Hallo Justin,
---Zitat--- Im konkreten Fall halte ich es insofern für sachgerecht, der Betreffenden ihr offensiv und unübersehbar zur Schau gestelltes, religiöses Bekenntnis zum Islam im Unterricht zu untersagen. Anders hätte es selbstverständlich dann ausgesehen, wenn alleine ihre religiöse Zugehörigkeit zur Ablehnung der Einstellung in den Staatsdienst geführt hätte - dann wäre in der Tat ein Verfassungsverstoß ganz offensichtlich zu konstatieren gewesen! ---tatiZ---
alleine ihre religiöse Zugehörigkeit - was heißt das. Wir die religiöse Zugehörigkeit nur als abstrakte Information geschützt, oder gehört zum Schutz der "Zugehörigkeit" zu einer Religuon auch der Schutz des Verhaltens, das sich aus der zugehörigkeit zur Religion zwingend ergibt?

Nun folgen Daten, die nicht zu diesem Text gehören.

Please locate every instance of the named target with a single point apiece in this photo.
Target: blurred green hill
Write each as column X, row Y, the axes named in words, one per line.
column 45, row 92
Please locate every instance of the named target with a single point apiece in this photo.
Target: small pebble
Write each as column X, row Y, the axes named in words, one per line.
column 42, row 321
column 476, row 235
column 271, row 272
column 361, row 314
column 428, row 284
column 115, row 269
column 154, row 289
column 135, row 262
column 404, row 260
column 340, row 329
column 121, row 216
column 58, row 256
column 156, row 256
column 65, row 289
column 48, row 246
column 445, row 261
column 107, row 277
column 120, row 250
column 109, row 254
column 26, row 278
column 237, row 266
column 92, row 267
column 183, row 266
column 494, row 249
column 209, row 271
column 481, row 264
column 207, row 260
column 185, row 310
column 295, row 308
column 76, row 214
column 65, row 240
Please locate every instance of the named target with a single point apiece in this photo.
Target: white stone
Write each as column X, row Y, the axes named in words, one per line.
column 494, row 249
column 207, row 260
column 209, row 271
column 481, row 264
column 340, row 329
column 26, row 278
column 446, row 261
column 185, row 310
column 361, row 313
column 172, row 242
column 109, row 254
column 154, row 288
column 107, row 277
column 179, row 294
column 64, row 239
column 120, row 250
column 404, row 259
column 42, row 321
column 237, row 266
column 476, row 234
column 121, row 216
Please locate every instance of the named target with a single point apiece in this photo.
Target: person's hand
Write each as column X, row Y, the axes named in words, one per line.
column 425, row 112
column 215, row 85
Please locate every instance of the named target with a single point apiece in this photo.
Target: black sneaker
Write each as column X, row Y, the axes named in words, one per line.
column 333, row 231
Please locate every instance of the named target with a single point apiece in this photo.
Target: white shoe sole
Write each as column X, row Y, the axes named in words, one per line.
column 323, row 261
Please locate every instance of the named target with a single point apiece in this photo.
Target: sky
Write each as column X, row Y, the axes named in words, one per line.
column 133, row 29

Wenn jemand meint, zu seiner Religion gehöre es zwingend, ein Kopftuch zu tragen, dann darf ih m wegen des Kopftuchtragens ebennso wenig ein nachteil erwachsen, als aus der bloßen Ankreuzung in einem Fragebogen zur Religionszugehörigkeit.
Für Christen ist die Religionszugehörigkeit in vielen Fällen zur reinen Formsache reduziert, ein Stück Sentimentalität, ein Stück Volklore - und eine Menge unreflektierter Sitten und Gebräuche.
Wenn der Staat in der Schule "neutral" sein muß, dann verbieten sich Ostern- oder Weihnachtsferien, weil der Staat sich diese christlich fundierten Feste durch die Freiengestaltung zu eigen macht und damit seine Neutralitätspflicht verletzt.
So lange wir Ostern und Weihnachten in unseren Schulen frei geben, und damit einem christlichen Glaubensthema staatliche Reverenz erweisen, so lange muß jemand mit seinem Kopftuch in der Schule unbehelligt bleiben.